Prima della messa, papa Francesco ha fatto diversi incontri. Toccante il dialogo con i giovani, compresi quasi 300 bambini del catechismo. In particolare, Eleonora e Carlotta gli hanno fatto domande dirette, quasi spiazzanti, ma il Papa si è lasciato dolcemente provocare. Ecco Eleonora, allora: «Hai mai dato da mangiare personalmente ai poveri?»; Francesco ha risposto subito, guardandola negli occhi: «Sì, parecchie volte: è una cosa che tutti i cristiani devono fare. Tutti siamo stati “poveri” all’inizio della vita, è stata la mamma a darci il latte e a farci crescere». 

Più lungo il confronto con Carlotta, una dolcissima catechista ventenne che s’interroga sul modo corretto di trasmettere la fede e parla senza filtri al Papa: «Hai mai avuto dubbi nella fede?». Francesco ricambia la franchezza: «Tutti gli uomini, tutte le donne, tutti i bambini, a un certo momento hanno dei dubbi. Dubitare è parte della vita ed è anche un po’ come mettere alla prova Dio per vedere se lui è fedele, se ci ascolta. Quando c’è una malattia in famiglia, per esempio, o vengono a mancare il papà o la mamma, o i nonni, ci si chiede: Signore, perché? Sorgono queste domande: perché? Perché? E vengono i dubbi… In quel momento dobbiamo scommettere su una cosa: la fedeltà di Gesù. Gesù è fedele ed è l’unico totalmente fedele… È una fedeltà che non delude mai. Non aver paura di dubitare e condividi questo dubbio con gli altri, discutilo, fallo crescere… Come responsabile dei cresimandi insegna loro a dubitare bene, perché se non imparano a dubitare faranno della Cresima quel sacramento che i romani chiamano il “sacramento dell’addio”: dopo la Cresima si dice “Se non ci si vede più, buona fortuna!” e la gente se ne va perché non sa come gestire i dubbi… Invece tu come responsabile devi cercare risposte al dubitare e devi preparare i cresimandi perché la Cresima non sia il “sacramento dell’addio” ma quello della forza dello Spirito Santo». 

Quando papa Francesco si è mostrato disponibile a parlare ancora, i giovani lo hanno “incalzato»: «Ma come possiamo superare i dubbi? Lei stesso è stato messo veramente alla prova?», ha chiesto Eleonora. 

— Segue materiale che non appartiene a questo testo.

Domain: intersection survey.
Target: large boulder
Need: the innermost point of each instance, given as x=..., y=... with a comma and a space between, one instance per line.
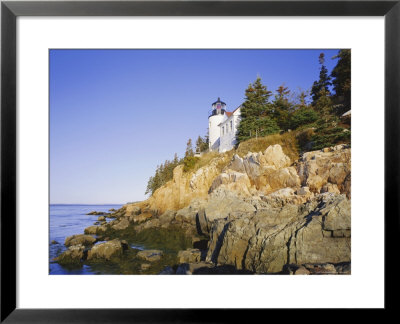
x=274, y=155
x=122, y=224
x=80, y=239
x=107, y=250
x=132, y=209
x=150, y=255
x=264, y=241
x=234, y=181
x=74, y=255
x=224, y=202
x=189, y=256
x=319, y=170
x=95, y=229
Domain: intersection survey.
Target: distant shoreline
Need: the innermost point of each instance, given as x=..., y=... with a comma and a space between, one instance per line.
x=87, y=204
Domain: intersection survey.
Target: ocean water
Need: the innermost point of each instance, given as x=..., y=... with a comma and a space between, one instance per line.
x=66, y=220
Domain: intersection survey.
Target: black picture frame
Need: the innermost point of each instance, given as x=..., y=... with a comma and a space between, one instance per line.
x=10, y=10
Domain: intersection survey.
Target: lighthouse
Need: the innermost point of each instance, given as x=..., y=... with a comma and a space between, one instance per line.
x=216, y=117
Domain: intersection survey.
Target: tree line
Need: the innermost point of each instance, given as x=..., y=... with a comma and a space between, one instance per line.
x=330, y=96
x=263, y=114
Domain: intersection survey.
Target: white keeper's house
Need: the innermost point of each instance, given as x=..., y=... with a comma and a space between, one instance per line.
x=222, y=127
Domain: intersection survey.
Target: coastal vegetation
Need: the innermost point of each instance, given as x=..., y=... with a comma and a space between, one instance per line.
x=302, y=122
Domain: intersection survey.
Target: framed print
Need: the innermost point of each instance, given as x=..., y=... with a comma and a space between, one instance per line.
x=156, y=150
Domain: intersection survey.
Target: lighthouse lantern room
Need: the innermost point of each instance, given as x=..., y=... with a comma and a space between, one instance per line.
x=216, y=117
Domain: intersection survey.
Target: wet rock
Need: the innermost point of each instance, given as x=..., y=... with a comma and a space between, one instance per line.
x=263, y=242
x=95, y=229
x=189, y=256
x=96, y=213
x=80, y=239
x=167, y=270
x=107, y=250
x=74, y=255
x=191, y=268
x=301, y=271
x=150, y=255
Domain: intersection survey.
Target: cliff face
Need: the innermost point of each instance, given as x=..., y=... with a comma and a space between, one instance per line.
x=184, y=187
x=261, y=212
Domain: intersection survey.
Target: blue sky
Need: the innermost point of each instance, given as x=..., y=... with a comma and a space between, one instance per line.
x=116, y=114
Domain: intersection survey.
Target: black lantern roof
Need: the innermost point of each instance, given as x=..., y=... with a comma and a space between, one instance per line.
x=219, y=101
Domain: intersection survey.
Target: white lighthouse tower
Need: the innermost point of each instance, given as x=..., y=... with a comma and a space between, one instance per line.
x=216, y=116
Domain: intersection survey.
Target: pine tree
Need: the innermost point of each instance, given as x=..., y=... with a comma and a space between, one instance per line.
x=323, y=83
x=341, y=80
x=282, y=107
x=256, y=113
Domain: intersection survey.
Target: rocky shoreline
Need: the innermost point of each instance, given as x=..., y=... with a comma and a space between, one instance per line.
x=259, y=214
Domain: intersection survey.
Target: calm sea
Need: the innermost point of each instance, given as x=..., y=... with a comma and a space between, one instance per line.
x=66, y=220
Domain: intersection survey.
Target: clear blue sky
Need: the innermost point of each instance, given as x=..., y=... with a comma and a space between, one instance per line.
x=116, y=114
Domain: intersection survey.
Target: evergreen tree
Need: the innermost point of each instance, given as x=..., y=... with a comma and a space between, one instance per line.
x=324, y=104
x=341, y=80
x=256, y=113
x=282, y=107
x=323, y=83
x=162, y=175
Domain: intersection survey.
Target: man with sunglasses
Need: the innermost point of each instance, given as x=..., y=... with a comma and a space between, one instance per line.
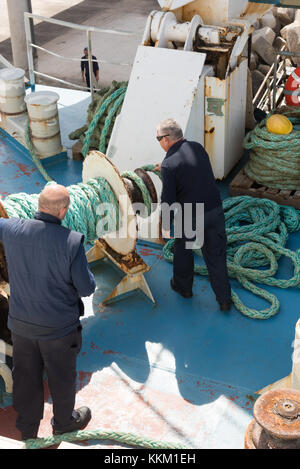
x=188, y=180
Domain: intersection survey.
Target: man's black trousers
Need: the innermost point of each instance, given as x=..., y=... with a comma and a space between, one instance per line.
x=214, y=254
x=58, y=358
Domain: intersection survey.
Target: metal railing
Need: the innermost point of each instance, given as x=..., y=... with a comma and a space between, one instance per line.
x=267, y=96
x=88, y=29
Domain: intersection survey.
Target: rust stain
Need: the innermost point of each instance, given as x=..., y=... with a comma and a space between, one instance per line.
x=25, y=169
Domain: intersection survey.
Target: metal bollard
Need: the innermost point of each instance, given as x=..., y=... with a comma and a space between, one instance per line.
x=276, y=423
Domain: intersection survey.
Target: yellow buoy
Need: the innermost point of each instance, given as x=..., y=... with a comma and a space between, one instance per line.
x=279, y=124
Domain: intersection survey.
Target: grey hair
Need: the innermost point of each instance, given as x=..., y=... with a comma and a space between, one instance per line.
x=171, y=128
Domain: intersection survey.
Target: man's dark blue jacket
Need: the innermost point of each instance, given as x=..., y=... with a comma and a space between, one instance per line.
x=48, y=275
x=187, y=176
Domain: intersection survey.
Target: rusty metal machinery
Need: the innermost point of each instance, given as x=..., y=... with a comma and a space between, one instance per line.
x=276, y=423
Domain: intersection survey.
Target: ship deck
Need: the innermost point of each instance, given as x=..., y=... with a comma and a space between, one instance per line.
x=175, y=371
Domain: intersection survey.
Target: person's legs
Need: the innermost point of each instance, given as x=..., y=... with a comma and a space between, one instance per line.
x=60, y=362
x=28, y=389
x=183, y=266
x=214, y=254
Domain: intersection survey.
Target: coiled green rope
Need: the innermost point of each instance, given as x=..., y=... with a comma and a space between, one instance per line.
x=257, y=232
x=102, y=113
x=274, y=160
x=121, y=437
x=83, y=214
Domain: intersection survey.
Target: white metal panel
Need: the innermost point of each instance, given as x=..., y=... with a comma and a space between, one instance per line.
x=221, y=12
x=163, y=84
x=225, y=117
x=173, y=4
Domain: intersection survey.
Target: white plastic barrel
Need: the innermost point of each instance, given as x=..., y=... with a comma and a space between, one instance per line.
x=44, y=122
x=12, y=91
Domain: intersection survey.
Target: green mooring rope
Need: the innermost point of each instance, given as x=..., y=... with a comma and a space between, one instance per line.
x=126, y=438
x=102, y=113
x=257, y=232
x=274, y=160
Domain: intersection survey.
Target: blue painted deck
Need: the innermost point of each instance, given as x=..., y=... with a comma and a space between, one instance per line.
x=178, y=370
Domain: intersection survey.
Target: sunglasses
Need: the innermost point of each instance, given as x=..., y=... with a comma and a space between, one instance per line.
x=160, y=137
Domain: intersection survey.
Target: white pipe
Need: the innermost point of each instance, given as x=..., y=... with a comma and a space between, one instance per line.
x=16, y=10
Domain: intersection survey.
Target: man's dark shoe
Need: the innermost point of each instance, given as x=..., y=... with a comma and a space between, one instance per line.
x=185, y=294
x=81, y=418
x=226, y=306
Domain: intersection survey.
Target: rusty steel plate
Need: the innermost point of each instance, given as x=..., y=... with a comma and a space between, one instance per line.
x=278, y=412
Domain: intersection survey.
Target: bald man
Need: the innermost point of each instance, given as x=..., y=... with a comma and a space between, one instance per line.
x=48, y=275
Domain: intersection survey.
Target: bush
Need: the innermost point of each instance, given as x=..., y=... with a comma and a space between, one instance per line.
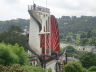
x=92, y=68
x=12, y=54
x=88, y=59
x=13, y=68
x=73, y=67
x=71, y=51
x=33, y=69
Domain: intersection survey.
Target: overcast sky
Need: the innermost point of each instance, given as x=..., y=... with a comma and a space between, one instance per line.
x=12, y=9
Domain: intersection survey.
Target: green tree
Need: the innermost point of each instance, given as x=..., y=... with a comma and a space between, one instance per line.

Il Papa ha aperto il suo cuore: «Ne ho avuti tanti di dubbi, tanti, di fronte alle calamità, e alle cose che mi erano successe nella mia vita… Come sono riuscito a uscirne? Io credo che non sono uscito da solo. Non si può mai uscire da soli dal dubbio: ci vuole compagnia per andare avanti. Bisogna sempre parlare con gli altri e con Gesù. Certe volte la gente mi diceva “Io con Gesù non ci parlo, perché mi ha rovinato la vita e mi sono arrabbiato con lui”… Anche arrabbiarsi con Gesù è un modo di pregare: a Gesù piace vedere la verità del nostro cuore, non il nostro fare finta. Questa è una bella preghiera e lui è tanto paziente, ci aspetta… Alcuni giorni fa ho ricevuto una lettera da un ragazzo di circa trent’anni, che mi diceva che, dopo una esperienza di fidanzamento fallita, era pieno di angoscia. Scriveva: “Io sono rotto”. Tante volte noi ci sentiamo così: distrutti dentro. Che cosa possiamo fare? Guarda Gesù! Lamentati con lui e cerca un amico o un’amica che ti possano risollevare. Bisogna sempre, anche quando siamo caduti noi (tutti abbiamo delle cadute…), aiutare chi è caduto a sollevarsi. Pensate che l’unico momento in cui è legittimo guardare un altro dall’alto in basso è quando lo si aiuta a sollevarsi. Altrimenti non si può mai guardare qualcuno con superiorità».

Dopo questo intenso confronto, le piccole Gretel e Maria Chiara hanno donato al Papa dei disegnini fatti per un progetto che insegna a regalare le merendine ai bambini più bisognosi. 

Chiuso il “momento” dei giovani, Francesco si è spostato in chiesa per la dedicazione dell’altare. Non ha pronunciato omelia, preferendo raccogliersi in preghiera e riflessione a capo chino. Al momento della partenza da ogni finestra dei palazzi circostanti si sono affacciate persone per salutarlo, anche sventolando le bandierine vaticane bianche e gialle.